Official Buff Discussion

I think i know how to achieve root, but I would like to know if someone was able to spawn a working msf meterpreter. my attempts are not able to exec anything

@SpaceMoehre said:

I think i know how to achieve root, but I would like to know if someone was able to spawn a working msf meterpreter. my attempts are not able to exec anything

You don’t need MSF for this.

@TazWake said:

You don’t need MSF for this.

I know, but i want to. Getting deeper into msf might be helpful at some time. so i like to try at easy boxes. but the usual shell_to_meterpreter does not work

@SpaceMoehre said:

I know, but i want to. Getting deeper into msf might be helpful at some time. so i like to try at easy boxes. but the usual shell_to_meterpreter does not work

OK - that makes sense but it means you will probably have to experiment this as most people wont have gone for MSF.

It might be possible to change the privesc payload to call at meterpreter session and catch it with MSF>

Ok, so by now I think that in order to get root I need to exploit the vulnerability in CM_.exe and I’ve found it’s location on the machine. The problem is that when I run it, I can’t find it working on the expected port or any port after typing netstat -ano. However, I sometimes find that the expected port is being used by a process that immediately disappears afterwards. Can anyone help explain what’s going on? Thanks

The box’s name and picture are a hint for root if you’re stuck

I am trying to turn the fake shell into a real shell. I am reading the exploit from the db. Am I supposed to do the exploit manually thru burp suite to get a browser shell? I do not understand where to inject the malicious stuff, could someone give me a nudge on this? Can a real browser shell do file transfers unlike the fake shell?

@squirrelpizza said:

I am trying to turn the fake shell into a real shell. I am reading the exploit from the db.
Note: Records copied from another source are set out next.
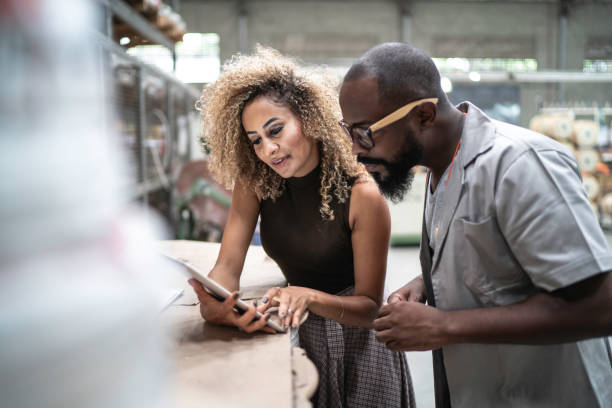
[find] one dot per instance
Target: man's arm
(582, 310)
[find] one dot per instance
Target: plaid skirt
(354, 369)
If you’ve used the one I used, the explanation gives you an incorrect path to use. You need to read the source code to see how it is structured.

Am I supposed to do the exploit manually thru burp suite to get a browser shell?

No, unless you want to.

I do not understand where to inject the malicious stuff, could someone give me a nudge on this?

Read around the sixth line of the functional python code.

Can a real browser shell do file transfers unlike the fake shell?

I don’t know what a real browser shell is, but the Remote Command Execution you get using this exploit allows you to upload using OS-based tools.

I am trying to privesc but neither of the possible poc’s are working. Any hints?

@adidibra said:

I am trying to privesc but neither of the possible poc’s are working. Any hints?

How convinced are you that there are only two possible POCs? At a guess, it the two you’ve tried aren’t working, you need to try something else.

Type your comment> @TazWake said:

@adidibra said:

I am trying to privesc but neither of the possible poc’s are working. Any hints?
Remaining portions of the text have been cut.